I will offer another example of what I see as this phenomenon, unrelated, but I think deriving from the same cognitive bias to ascribe ancient legitimacy to recently agreed upon orthodoxies: my father often complained when people from other parts of South Asia would tell him that if one learns Urdu one is a "good Muslim." He would object to this generally out of Bengali chauvanism (he does know Urdu as a point of fact), but in any case, those in the know understand that Urdu is a language that has become associated with the Muslim elite, or Islamic identity, in much of South Asia. Though it is not the mother tongue for ~90% of the population of Pakistan, it is nevertheless the official language in that nation, and throughout much of India Muslims converse in Urdu.1 Clearly the assocation between Urdu and Islam is historically contingent, because the language itself only emerged in the past 2-3 centuries out of the milieu of the Mughal armies and courts, a synthesis of the substrate of "Hindustani" dialects of northern India with a strong overlay of Persian and Arabic vocabulary and Arabic script. This is well after the period when for Sunni Muslims the religion was formalized and codified, so the assocation of Urdu and Islam is clearly something that is in the zeitgeist, and in particular the South Asian zeitgeist as Muslims in other parts of the world do not concede such status Urdu (or even know of its existence). It is the outgrowth of explicable historical processes and the perception of Islam's association with Urdu and vice versa is socially conditioned (if there are no Hindus out and about its salience is diminished, so I doubt Pakistani Americans are teaching their children Urdu so they can be "good Muslims").

My point is that social issues, even scientific or religious ones, where fact and faith are assumed to be sharp and parsimonious arbiters, are very complex and difficult to parse. But, that should not, in my opinion, lead one to be bogged down in "Post Modernist" thinking, where one simply surrenders and concedes that reality is an insoluble problem. Rather, people should read more, think more and reflect more. A simple clear solution to an arcane and complex problem. There is nothing "inherently more Christian" about the Young Earth Creationist position, there have been debates about how literally to take Genesis since the initial founding of Christianity, and usually (from what I can gather) the intellectuals who fleshed out the details of Christian doctrine tended to lean toward metaphor and morality as the mode of interpretation and the reason being Genesis and the Creation story, not an eye witness account or scientific guide. From the secular perspective of those who wish to assert the reality of the dominance of the scientific theory of evolution within science itself, one must be careful not to oversimplify the "opposition" and simply assume that their talking points are natural outcomes of sincere Christian faith, after all, how could we account for Jay Manifold himself? Ultimately, Young Earth Creationism and Intelligent Design are simply social-historical movements that have tapped into religious sensibilities. It is not for the areligious to tell the religious what their faith tells them should be, but, it behooves us to consider the process how they do reach conclusions that they think are rooted in the axioms of their religious tradition.

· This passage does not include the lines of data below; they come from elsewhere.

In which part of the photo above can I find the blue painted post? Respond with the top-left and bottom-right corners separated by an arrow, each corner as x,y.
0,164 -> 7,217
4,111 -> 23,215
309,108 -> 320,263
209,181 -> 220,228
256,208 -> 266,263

1 - It seems to depend by region to region. In south India the Mappila of Kerala speak the native language, and have a strong literary tradition in Arabic. They distance themselves from the Turco-Persian element that is in the cultural background, at least mythologically, of most Indian Muslims. In contrast, the Muslim population of Hyderabad not too far from Kerala in south India is Urdu speaking, though the surrounding population speaks a Dravidian language. In Bengal many of the elite Muslims once spoke Urdu, but there has been a transition toward Bengali speech for most of them (going three generations up a few branches of my family tree speak Urdu, though they were residents of long standing in Bengal).